A classic whodunit that spans the globe from Paris to Hawaii to Montenegro, Gilt Frame stars Sam, an orphan in his early twenties, and his well-off Aunt Merry who has an outsized appetite for antiques, travel, and solving crimes. Sam was adopted by his aunt years ago and together they have solved some of the most notorious murders in the world. Now their latest Parisian adventure is cut short when they stumble upon a murder scene so bizarre that only a raging psychopath could have produced it. To solve this crime, Sam and Merry will have to wrestle with jewel thieves, art-forgers, gun-runners, the century-old ghost of the woman in black, a lost puppy, and a master French detective who just might solve the crime before they do.
We have an exclusive essay by Kindt about hos his childhood impacts him today and the make believe crime scenes that helped lead to Gilt Frame.
GILT FRAME
Matt Kindt
September 2024
When I was a kid books and art supplies were treated like food and shelter. Essentials. If we wanted a book or a comic – and we could afford it…we got it. It’s something that always stuck with me. If we wanted candy or toys or some other nonsense, then we had to pay for it with our allowance or get a job.
I remember years later, in college, going to the comic shop with my brother. I had twenty dollars to cover food and comics. That was the first time I remember having to make a choice. Do I get something at Burger King after picking up comics or do I get more comics and no fast food. So I got more comics and a glass of water at Burger King. I’d rather skip a meal than skip a week of comics.
When I was eleven years old, I woke up to a crime scene. I walked down the hall to the living room and the entire room was in disarray. Footprints on the rug. Furniture tipped over. Mysterious drops of something (blood?). The place was a mess. My mom came up behind me and smiled. Watched me look around. She’d made a “crime scene” for me to decipher. I was supposed to figure out what had happened. With a little help, I figured it out. [Spoiler: my dad had stolen cookies from a cookie jar.]
That same summer, for some reason my dad had gotten these big blue water guns. One for each of us. We filled them up in the kitchen and immediately began squirting each other. The fight spread throughout the house.
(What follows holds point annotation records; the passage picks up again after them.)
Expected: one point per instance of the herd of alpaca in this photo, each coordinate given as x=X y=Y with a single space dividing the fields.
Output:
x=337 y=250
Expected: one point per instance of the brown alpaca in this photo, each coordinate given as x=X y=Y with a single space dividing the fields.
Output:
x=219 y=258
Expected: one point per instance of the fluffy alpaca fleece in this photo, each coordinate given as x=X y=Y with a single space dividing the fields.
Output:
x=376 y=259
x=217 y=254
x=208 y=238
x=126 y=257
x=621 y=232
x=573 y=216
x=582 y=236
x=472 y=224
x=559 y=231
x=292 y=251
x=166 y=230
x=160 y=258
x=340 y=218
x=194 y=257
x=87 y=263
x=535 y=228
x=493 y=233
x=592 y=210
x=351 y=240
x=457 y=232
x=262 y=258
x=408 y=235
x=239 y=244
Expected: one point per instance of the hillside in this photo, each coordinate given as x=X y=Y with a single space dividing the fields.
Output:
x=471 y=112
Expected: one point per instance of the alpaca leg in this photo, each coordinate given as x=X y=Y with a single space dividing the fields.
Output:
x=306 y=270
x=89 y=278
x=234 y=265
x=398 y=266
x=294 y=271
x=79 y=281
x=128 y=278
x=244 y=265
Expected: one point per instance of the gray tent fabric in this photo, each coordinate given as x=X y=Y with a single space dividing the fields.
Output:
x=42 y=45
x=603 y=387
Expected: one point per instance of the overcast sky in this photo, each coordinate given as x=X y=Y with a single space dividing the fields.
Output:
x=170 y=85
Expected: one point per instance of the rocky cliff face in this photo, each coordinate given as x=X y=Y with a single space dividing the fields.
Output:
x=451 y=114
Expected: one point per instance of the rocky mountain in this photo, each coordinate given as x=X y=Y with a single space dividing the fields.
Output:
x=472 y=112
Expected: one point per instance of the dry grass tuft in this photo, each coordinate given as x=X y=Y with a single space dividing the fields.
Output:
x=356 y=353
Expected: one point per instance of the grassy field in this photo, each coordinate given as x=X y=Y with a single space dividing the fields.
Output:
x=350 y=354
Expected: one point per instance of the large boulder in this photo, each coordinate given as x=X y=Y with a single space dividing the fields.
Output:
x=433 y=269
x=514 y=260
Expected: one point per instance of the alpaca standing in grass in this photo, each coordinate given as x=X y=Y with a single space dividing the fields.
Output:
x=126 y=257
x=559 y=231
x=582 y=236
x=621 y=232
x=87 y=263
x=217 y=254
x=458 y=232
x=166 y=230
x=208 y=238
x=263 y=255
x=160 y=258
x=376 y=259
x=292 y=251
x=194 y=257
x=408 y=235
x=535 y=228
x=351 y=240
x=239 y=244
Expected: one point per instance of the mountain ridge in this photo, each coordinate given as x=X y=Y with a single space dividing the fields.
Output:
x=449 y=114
All of us running around from room to room and squirting each other. At one point my mom went to the sink and pulled out that hose next to the faucet and just began spraying everyone. That ended the fight. Everyone drenched and laughing.
Our house was structured. I remember my mom had a meal plan and we knew what was for dinner for the entire week. But within that structure was something else. There was a freedom to explore and go a little nuts. The idea was planted that structure serves a purpose but always be thinking of ways to work outside of the constraints.
Gilt Frame is a seemingly ordinary “whodunnit” murder mystery that gets turned on its head. It asks you to think outside of the structure of what you’re used to reading.
I’ve taken that to heart over the years – trying to push comic books into new territory. Using structure and breaking and remaking it. I think Gilt Frame is a perfect capsule of all those life lessons. What better person to collaborate with than my mom? I’ve spent my life trying to make comic books that are as essential as food and shelter. That’s just how I was raised.